A simple arancini recipe that’s perfect for when you have leftover risotto, or when you don’t.
There’s one delicious crispy morsel that is having a golden moment right now. Arancini are enjoying somewhat of a revival. When Italia Regina got in touch to send me some saffron risotto rice to see if I liked it, I couldn’t resist making this Sicilian classic for my family to test it out.
A brief Arancini recipe history lesson
Arancini means “little oranges” in Italian. They’re mostly found in southern Italy, especially Naples and Sicily. During the festival of St Lucia, you can find hundreds of street carts in Palermo selling crispy arancini, still sparkling with oil.
Before I continue, it’s important to make sure our Italian grammar is up to the task of following this arancini recipe: “Arancini” refers to multiple “Arancino”, which is the singular. It’s always better to have arancini than an arancino, but you can only eat one arancino at a time rather than all the arancini. Let’s move on.
There are two main types of arancini. Pear-shaped arancini are filled with ragù and peas. The round arancini are filed with smooth cheeses like mozzarella or provolone (my favorite). There are so many ways to fill an arancino. There are even sweet ones smothered in chocolate! But the savory pear and round-shaped arancini are the most popular.

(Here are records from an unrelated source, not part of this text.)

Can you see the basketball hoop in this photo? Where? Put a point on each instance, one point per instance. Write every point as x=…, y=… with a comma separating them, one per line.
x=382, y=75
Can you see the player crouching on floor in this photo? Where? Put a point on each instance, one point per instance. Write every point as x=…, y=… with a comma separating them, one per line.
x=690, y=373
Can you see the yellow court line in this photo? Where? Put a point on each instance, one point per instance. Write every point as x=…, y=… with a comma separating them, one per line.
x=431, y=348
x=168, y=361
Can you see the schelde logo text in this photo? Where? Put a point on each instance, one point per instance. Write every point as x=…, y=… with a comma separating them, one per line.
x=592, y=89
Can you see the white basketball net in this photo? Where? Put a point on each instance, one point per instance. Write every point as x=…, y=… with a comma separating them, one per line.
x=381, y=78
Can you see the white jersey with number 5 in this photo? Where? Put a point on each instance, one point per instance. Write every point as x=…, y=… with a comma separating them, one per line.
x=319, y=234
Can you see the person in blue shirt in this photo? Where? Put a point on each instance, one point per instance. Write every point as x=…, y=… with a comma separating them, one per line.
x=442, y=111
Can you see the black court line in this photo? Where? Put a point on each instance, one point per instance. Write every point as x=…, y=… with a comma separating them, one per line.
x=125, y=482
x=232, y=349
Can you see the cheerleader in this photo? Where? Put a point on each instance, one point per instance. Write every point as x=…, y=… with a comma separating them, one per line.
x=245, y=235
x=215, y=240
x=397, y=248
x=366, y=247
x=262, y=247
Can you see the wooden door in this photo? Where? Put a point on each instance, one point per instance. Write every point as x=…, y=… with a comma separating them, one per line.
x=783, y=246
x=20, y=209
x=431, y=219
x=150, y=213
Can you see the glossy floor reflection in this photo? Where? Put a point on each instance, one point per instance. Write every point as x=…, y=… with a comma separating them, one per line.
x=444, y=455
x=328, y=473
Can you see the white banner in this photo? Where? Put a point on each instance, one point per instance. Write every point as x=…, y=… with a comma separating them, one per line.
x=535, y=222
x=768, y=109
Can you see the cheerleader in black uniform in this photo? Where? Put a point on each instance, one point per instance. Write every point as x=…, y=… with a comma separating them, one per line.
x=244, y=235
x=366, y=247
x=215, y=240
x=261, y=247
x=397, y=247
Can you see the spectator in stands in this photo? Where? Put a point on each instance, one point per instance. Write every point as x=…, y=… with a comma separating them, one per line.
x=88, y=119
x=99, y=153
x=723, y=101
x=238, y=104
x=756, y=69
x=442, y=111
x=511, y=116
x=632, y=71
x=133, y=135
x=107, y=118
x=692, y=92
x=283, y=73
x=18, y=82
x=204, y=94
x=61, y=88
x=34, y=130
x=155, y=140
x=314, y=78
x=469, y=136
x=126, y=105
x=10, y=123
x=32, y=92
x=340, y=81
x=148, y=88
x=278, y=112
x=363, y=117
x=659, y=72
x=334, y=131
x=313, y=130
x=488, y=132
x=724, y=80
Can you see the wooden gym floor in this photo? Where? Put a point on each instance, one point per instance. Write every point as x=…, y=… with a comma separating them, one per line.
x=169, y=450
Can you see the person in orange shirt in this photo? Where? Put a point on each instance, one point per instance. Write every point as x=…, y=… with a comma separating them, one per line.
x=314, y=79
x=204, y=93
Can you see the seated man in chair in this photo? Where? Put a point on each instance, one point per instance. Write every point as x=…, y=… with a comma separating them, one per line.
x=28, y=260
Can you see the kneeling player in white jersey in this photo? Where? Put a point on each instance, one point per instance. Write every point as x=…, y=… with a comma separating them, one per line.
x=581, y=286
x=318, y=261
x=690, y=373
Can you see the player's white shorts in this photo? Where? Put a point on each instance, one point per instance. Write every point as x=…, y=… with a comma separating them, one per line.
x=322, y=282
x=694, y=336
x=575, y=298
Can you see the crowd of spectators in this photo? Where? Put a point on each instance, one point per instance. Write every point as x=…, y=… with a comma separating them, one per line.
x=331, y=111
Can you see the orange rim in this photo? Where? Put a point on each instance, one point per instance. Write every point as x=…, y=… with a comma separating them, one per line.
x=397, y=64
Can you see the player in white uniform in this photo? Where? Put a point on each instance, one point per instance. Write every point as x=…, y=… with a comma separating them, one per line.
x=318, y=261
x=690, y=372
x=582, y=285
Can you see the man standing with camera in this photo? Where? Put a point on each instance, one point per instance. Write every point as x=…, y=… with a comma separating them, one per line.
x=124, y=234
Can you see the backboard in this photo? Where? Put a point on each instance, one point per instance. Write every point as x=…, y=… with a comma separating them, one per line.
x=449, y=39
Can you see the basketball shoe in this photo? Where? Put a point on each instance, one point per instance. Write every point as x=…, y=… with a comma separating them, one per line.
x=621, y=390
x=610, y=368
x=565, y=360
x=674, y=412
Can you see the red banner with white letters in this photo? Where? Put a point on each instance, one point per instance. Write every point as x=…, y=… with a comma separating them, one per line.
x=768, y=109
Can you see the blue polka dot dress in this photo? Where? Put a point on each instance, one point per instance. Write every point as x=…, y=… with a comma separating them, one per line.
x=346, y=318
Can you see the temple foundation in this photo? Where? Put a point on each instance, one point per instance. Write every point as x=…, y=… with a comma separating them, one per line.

They’re made from leftover risotto that’s chilled overnight and rolled into handful-sized balls. Then poked with a pinch of mozzarella, breaded, and fried in oil until they turn a deep crunchy brown. It’s also traditionally served with a tangy arrabbiata sauce. What a way to make do with leftovers!
Arancini are most perfect served warm with the coating still crusty, and a big spoonful of tangy arrabbiata sauce. Expect generous mouthfuls of crunch followed by bright yellow saffron rice and creamy elastic mozzarella.
You can’t just have one of these little golden orange balls, which perhaps is the only negative. This is why it’s extremely important to make sure you make an awful lot. Any you don’t scoff can be eaten cold. Although there is nothing better than a warm arancino. Perhaps it’s better to just find some more friends to help you eat them.
And here’s the excellent part: they are very easy to make if you know a few secret tricks. The first secret is to keep your hands wet with water whilst encouraging the rice to form into a ball. The second is to make sure the rice has been in the fridge for an hour at the very least. The third is that if you don’t have leftover risotto, Italia Regina have the perfect solution right here. A ready-to-cook saffron rice with golden onions and full of flavour makes this recipe even easier. You simply just boil, stir and chill in the fridge until you’re ready.
Gather the following ingredients, and save this recipe for an arancini feast. This recipe serves roughly 20 arancini.
Easy Arancini recipe with Arrabiatta sauce
For the arancini
- 300 grams Dried Casa Rinaldi Saffron Risotto rice
- 2 medium balls mozzarella full-fat
- 300 grams dried breadcrumbs
- 3-4 large eggs
- 50 grams seasoned plain flour
- 500 ml vegetable or sunflower oil for frying
- 100 grams grated parmesan
For the arrabbiata sauce
- 1 onion medium diced
- 1 red pepper medium diced
- 2 anchovies
- 1 can sweet plum tomatoes
- 1 tbsp tomato puree
- 1 red chilli finely diced
- 1 handful basil chopped
- 1 tsp dried Italian herbs
- 2 tbsp balsamic vinegar
- 1 pinch salt and pepper
Make up the risotto rice as per the instructions. Or make up a white risotto with onions, garlic, vegetable stock, white wine, and thyme, adding saffron if you have it.
Put the rice into a bowl covered with cling film and place in the fridge for at least an hour.
Once the rice is chilled, mix 50 grams of the breadcrumbs and parmesan, and an egg with the rice, season, and wet your hands. Grab a large baking sheet.
With wet hands, form handful-sized balls, then squish them into a cup shape, add a pinch of mozzarella, and close them back up. Repeat until there is no rice left and you've filled a large baking sheet.
Put 3 dishes out: one of flour, one for beaten eggs, and one for the breadcrumbs.
Dunk each ball into the flour, then the egg, then the breadcrumbs mixed with the parmesan. Repeat for each. The parmesan will make the balls extra cripsy.
Get a high-sided pan on a high heat for 10 minutes until at least 220 degrees Celsius (or when you can drop a piece of rice in it and it's golden). Carefully lower each of the balls into the oil with a slotted metal spoon in batches of 3-4. Admire at how satisying it is to see the balls go golden and crunchy.
Drain off the excess oil for each on some kitchen roll and add a pinch of salt.
Serve with a bowl of arrabbiata sauce.
Arrabbiata sauce method
Fry off the onion, pepper, herbs, chili and anchovies in olive oil until the onions are translucent and the anchovies disappear.
Add the plum tomatoes, puree, balsamic vinegar and leave to reduce by half for an hour/hour and a half on a low heat.
Serve with the fresh basil stirred into a bowl with a spoon.